Project 1: Intro to Communication
Due: Mon, 9/25. Details below.
The project introduces you to the fundamentals of communication and RPC. It is to be done in groups of 2 or 3. The basic idea is to build a library that communicates reliably in the face of failure, and gain experience with an RPC package.
Part 0: Timing
Because the analysis of systems is part of everything you do in systems classes, the first thing you should learn is how to measure how long something takes. On Linux platforms, which we'll be using for this project, you can use clock_gettime() or gettimeofday() .
An important aspect of a timer is its precision (or resolution): how small of a time event can be measured with this timer accurately? One way to determine the resolution of the timer is to read the clock value at the start and end of a simple loop. Start with a single loop iteration, then increase the iteration count of the loop until the difference between the before and after samples is greater than zero. Try to get the smallest non-zero positive difference. If a single iteration of a loop takes too much time, try putting simple statements between the two timer calls. Beware compiler optimization, which, if you are not careful, will remove the code in the loop and yield odd results. Record your result.
Once you feel confident you can time events with precision, you are ready to move on to Part 1.
Part 1: Using Your Timer
In this part, you will use your newfound ability to time things to verify Jeff Dean's numbers you should know. See how many of these you can measure yourself, and make a table.
Part 2: Reliable Communications
The first real part of the project is to build a reliable communication library on top of raw UDP-based sockets. You have a choice of languages to do this in: C, C++, or Go. If all of this sounds complicated, read this chapter to begin.
Your communication library should allow two processes to communicate via UDP packets, but it should use a simple timeout-retry mechanism to detect when the receiver has not received a message, and then re-send that message. The sender should keep trying to send the message until it gets an ack from the receiver. Your send code should be blocking , i.e., it should not return until an ack has been received.
After you have this simple layer working, you will measure its performance and reliability characteristics. How much overhead is there to send a message? (similar to the overhead discussed in the U-net paper) What is the total round trip time of sending a message and receiving an ack, when running on a single machine, and when running on two separate machines? What is the bandwidth of your library, when sending a large number of max-sized packets between sender and receiver, again on when running on the same machine, and when running on different machines? What limits your bandwidth, and how could you do better?
As for reliability, you need to induce controlled message drops to show how your layer works. Arrange for your receiver library code to have an input that tells it what percent of messages it should drop (randomly). If this number is set to 10 percent, for example, your receive-side code should randomly drop 10 percent of messages (naturally); setting the number to 0 makes the layer reliable (no drops). Send a stream of packets, with the reliability percentage set to something non-zero, and measure the round-trip time of each reliable send; in a resulting graph, you should be able to see some high values where time-outs and retries occur. How many different performance regimes result?

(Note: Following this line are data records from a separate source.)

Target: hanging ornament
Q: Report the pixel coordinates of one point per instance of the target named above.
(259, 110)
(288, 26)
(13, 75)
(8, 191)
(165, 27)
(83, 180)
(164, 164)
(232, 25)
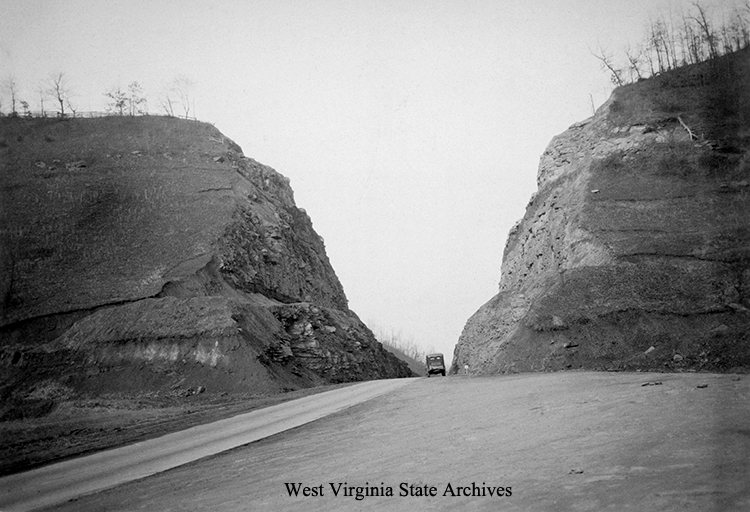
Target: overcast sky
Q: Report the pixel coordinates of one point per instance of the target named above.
(411, 130)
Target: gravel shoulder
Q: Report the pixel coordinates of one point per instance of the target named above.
(562, 441)
(81, 427)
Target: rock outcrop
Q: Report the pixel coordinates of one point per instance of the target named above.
(635, 251)
(149, 254)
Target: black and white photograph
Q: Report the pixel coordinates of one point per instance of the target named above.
(374, 255)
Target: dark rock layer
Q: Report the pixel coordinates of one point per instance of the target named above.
(635, 251)
(149, 255)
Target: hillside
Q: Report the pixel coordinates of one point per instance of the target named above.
(634, 253)
(148, 254)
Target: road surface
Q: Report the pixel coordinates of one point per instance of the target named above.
(61, 482)
(576, 441)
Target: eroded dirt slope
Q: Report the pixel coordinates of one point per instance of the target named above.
(149, 254)
(635, 251)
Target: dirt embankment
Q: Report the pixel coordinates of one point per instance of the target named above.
(634, 253)
(148, 254)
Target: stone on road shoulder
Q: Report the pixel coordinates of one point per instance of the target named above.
(564, 441)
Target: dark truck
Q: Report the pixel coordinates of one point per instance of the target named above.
(435, 364)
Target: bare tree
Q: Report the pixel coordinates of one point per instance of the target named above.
(136, 99)
(707, 31)
(183, 86)
(118, 101)
(60, 91)
(167, 102)
(634, 61)
(42, 90)
(606, 62)
(11, 87)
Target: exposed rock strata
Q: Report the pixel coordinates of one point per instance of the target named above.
(164, 260)
(635, 251)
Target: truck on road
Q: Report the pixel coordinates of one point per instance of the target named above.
(435, 364)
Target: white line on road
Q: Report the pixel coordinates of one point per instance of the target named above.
(66, 480)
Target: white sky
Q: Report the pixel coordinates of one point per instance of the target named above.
(411, 130)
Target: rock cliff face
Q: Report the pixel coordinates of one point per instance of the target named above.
(635, 251)
(148, 254)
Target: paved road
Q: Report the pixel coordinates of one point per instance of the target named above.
(64, 481)
(575, 441)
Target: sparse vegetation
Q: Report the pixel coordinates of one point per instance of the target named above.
(670, 43)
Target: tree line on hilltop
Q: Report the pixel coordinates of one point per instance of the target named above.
(669, 43)
(55, 96)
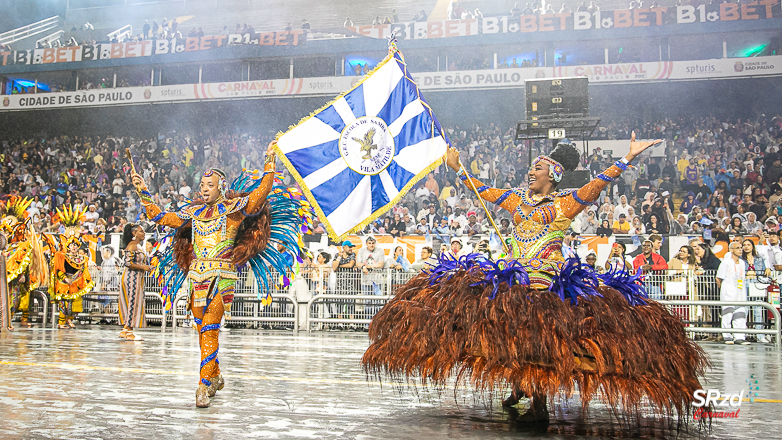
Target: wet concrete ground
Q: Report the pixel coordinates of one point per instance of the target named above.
(87, 383)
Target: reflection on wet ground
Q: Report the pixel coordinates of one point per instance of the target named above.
(87, 383)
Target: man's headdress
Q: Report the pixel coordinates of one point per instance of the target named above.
(14, 217)
(222, 183)
(555, 168)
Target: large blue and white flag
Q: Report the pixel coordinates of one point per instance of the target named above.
(360, 154)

When running your experiments, compile your library and test code both with and without optimization enabled (i.e., -O). How much difference does this make in your performance results?

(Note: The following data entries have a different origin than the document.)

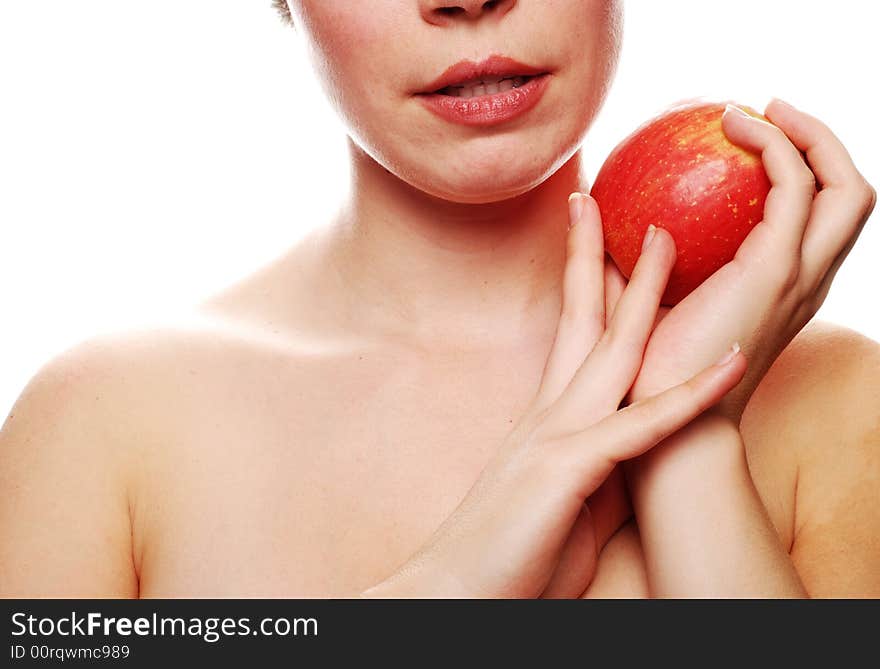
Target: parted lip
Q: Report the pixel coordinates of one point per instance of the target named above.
(493, 66)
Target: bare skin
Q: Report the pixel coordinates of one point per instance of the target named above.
(309, 430)
(236, 456)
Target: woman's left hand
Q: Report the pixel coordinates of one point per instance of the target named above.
(781, 273)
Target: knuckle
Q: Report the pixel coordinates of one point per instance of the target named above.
(869, 198)
(784, 276)
(804, 180)
(582, 319)
(623, 344)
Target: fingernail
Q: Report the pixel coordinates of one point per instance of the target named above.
(784, 103)
(575, 207)
(649, 235)
(728, 355)
(736, 110)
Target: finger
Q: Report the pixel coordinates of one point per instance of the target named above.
(577, 560)
(582, 320)
(615, 282)
(601, 382)
(787, 207)
(827, 157)
(603, 514)
(845, 200)
(642, 425)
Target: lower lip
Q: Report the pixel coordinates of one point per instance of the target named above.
(486, 110)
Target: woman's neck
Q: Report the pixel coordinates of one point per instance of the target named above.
(462, 275)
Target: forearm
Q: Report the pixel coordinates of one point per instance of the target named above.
(704, 530)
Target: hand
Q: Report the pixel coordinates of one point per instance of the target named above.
(782, 272)
(523, 529)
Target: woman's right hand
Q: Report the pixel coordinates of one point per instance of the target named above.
(523, 529)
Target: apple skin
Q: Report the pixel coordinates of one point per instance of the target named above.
(678, 171)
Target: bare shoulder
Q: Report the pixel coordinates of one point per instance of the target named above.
(812, 433)
(86, 428)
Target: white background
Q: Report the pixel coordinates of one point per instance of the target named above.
(153, 152)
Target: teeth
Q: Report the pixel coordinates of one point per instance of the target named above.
(485, 87)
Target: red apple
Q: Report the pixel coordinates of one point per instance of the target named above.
(679, 172)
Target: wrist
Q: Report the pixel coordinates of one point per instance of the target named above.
(710, 445)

Part 3: Google RPC and Apache Thrift
Next, you'll measure the overhead of marshalling a message (e.g., packing an item into a protobuf). How long does it take to pack an int, a double, a string (of varying size), a complex structure on each platform? How confident are you about your measurements?

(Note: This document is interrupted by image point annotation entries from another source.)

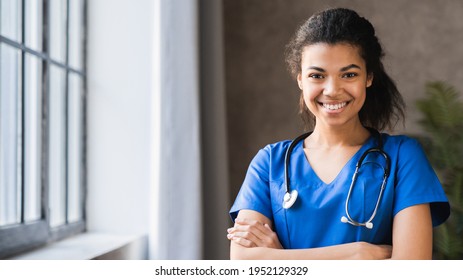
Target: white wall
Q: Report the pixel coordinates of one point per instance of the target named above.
(119, 123)
(143, 123)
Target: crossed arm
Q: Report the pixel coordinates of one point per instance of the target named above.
(252, 237)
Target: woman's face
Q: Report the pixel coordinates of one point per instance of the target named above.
(333, 81)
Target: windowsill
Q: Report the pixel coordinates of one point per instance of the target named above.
(91, 246)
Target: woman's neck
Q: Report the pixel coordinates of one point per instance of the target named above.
(352, 135)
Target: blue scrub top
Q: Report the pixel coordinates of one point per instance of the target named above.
(315, 218)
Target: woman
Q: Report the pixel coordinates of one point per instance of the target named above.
(336, 59)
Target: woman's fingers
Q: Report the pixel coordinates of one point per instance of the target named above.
(251, 233)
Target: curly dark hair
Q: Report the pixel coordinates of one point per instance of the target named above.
(384, 105)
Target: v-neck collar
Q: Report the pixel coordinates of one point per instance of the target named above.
(348, 167)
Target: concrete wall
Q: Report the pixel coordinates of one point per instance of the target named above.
(422, 40)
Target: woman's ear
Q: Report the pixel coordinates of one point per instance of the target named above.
(299, 80)
(369, 79)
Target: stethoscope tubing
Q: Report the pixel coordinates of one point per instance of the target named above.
(291, 196)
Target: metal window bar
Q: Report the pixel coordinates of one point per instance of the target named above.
(37, 233)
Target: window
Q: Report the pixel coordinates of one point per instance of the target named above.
(42, 122)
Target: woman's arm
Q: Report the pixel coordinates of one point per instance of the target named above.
(412, 233)
(250, 240)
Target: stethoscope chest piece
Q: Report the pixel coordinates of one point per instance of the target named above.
(289, 199)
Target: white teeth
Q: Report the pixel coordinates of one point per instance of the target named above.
(334, 106)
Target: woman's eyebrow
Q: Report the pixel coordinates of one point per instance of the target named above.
(348, 67)
(316, 69)
(343, 69)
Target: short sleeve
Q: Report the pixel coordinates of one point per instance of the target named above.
(255, 193)
(417, 183)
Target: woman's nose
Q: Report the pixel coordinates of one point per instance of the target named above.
(332, 87)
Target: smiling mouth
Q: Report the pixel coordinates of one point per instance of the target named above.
(333, 106)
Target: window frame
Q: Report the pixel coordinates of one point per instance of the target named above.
(23, 236)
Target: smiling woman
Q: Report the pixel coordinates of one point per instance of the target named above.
(345, 166)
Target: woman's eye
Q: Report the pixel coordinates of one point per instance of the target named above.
(316, 76)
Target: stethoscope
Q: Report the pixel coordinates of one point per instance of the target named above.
(290, 196)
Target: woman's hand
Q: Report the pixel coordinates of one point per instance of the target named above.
(251, 233)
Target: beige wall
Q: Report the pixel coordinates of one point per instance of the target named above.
(423, 41)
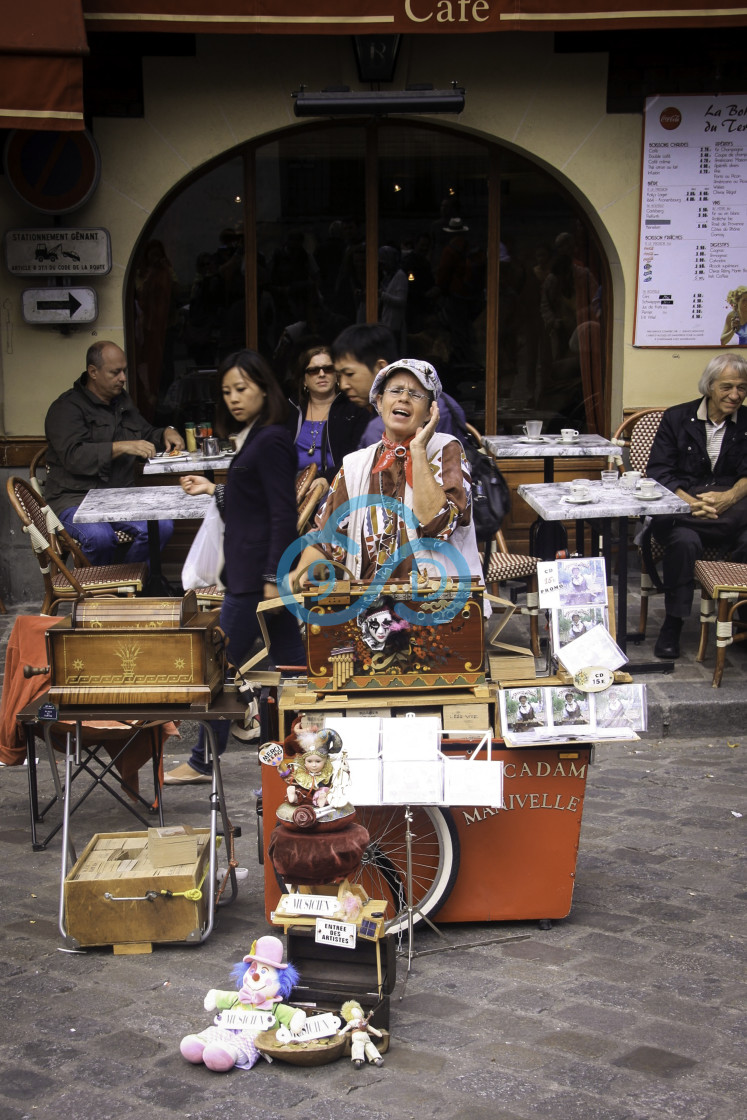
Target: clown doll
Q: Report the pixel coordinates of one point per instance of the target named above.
(263, 981)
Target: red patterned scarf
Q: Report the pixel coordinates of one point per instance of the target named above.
(395, 451)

Now measure round-trip time for a small message, when both client/server are on the same machine, and when on different machines. How long do request/responses take? Is the first round trip much slower than subsequent ones? How much overhead does using protobufs and RPC take, as compared to your barebones RPC library?
Now measure bandwidth when sending large amounts of data. How quickly can grpc send large amounts of data from one machine to another? What total bandwidth is achievable, when using server streaming or client streaming ? What about thrift? How large do messages have to be to reach peak line rate (as measured in the U-net paper)?
When running your experiments, compile grpc and your test code both with and without optimization enabled (i.e., -O). How much difference does this make in your performance results?
Machines To Use
For this project, you just need to find two Linux machines that can speak to one another on a network. Any of the CSL lab machines should work fine. You can remotely log into one or two (as needs dictate) and do your work from there. If you have access to other machines, that is also fine; for example, most of the cloud service providers give out free credits for educational use. Or, pay for them! They are cheap.
Warning: if using CSL machines, please clean up after you are done. Specifically, don't leave server processes running; make sure to run ps auxw (and grep ) to find what processes you have left running and then kill or killall to halt them.
Handing It In
To turn this project in, you'll just meet with me and bring some graphs describing what you have measured. You'll then explain what you did via graphs, showing me measurements and results as outlined above. We'll have a signup sheet as the date of the class approaches, and I'll also give a little more detail in class.